26

gcc takes the -mcpu= (or -march=) flags to produce optimized code for a particular CPU type. There's a plethora of arm variants, and the gcc Arm target also provides numerous FPU types.

Which -mcpu=/-march= flags and -mfpu= flags are the proper/native ones to use when compiling C code on a Raspberry Pi ?

nos
  • 1,106
  • 2
  • 10
  • 14

4 Answers4

11

The RPI ARM core is an ARM 1176jzf-S, the suitable flags should then be

-march=armv6zk -mcpu=arm1176jzf-s -mfloat-abi=hard -mfpu=vfp

Drop the -mfloat-abi=hard -mfpu=vfp when on a soft float distro.

These flags can be found by running gcc -mcpu=native -march=native -Q --help=target on gcc >= 4.7`

nos
  • 1,106
  • 2
  • 10
  • 14
11

This depends on what libraries you wish to link your code with. If you are using the Raspbian images, the architecture is "armhf" and the compilation flags are:

-march=armv6
-mfpu=vfp
-mfloat-abi=hard

If you are compiling for Debian "armel" arch, the compilation flags are different.

Nakedible
  • 1,561
  • 1
  • 13
  • 18
8

I found that this set should be the optimal:

-march=armv6 -mfloat-abi=hard -mfpu=vfp

(the -mfloat-abi=hard, of course only when you use an armhf distro)

ikku
  • 4,544
  • 1
  • 26
  • 28
3

I can't answer about -mfpu flag, but I'd suggest to try these first:

-march=native
-mcpu=native
-mtune=native

As reported in GCC manual page related to ARM options:

-march=native causes the compiler to auto-detect the architecture of the build computer.
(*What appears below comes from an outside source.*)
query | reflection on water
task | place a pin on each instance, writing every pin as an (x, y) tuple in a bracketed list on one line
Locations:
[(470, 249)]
At present, this feature is only supported on Linux, and not all architectures are recognized. If the auto-detect is unsuccessful the option has no effect.

-mcpu=native causes the compiler to auto-detect the CPU of the build computer. At present, this feature is only supported on Linux, and not all architectures are recognized. If the auto-detect is unsuccessful the option has no effect.

-mtune=native causes the compiler to auto-detect the CPU of the build computer. At present, this feature is only supported on Linux, and not all architectures are recognized. If the auto-detect is unsuccessful the option has no effect.

You can then add -Q -v to your GCC flags to see what optimizations are enabled and proceed to further optimizations if necessary.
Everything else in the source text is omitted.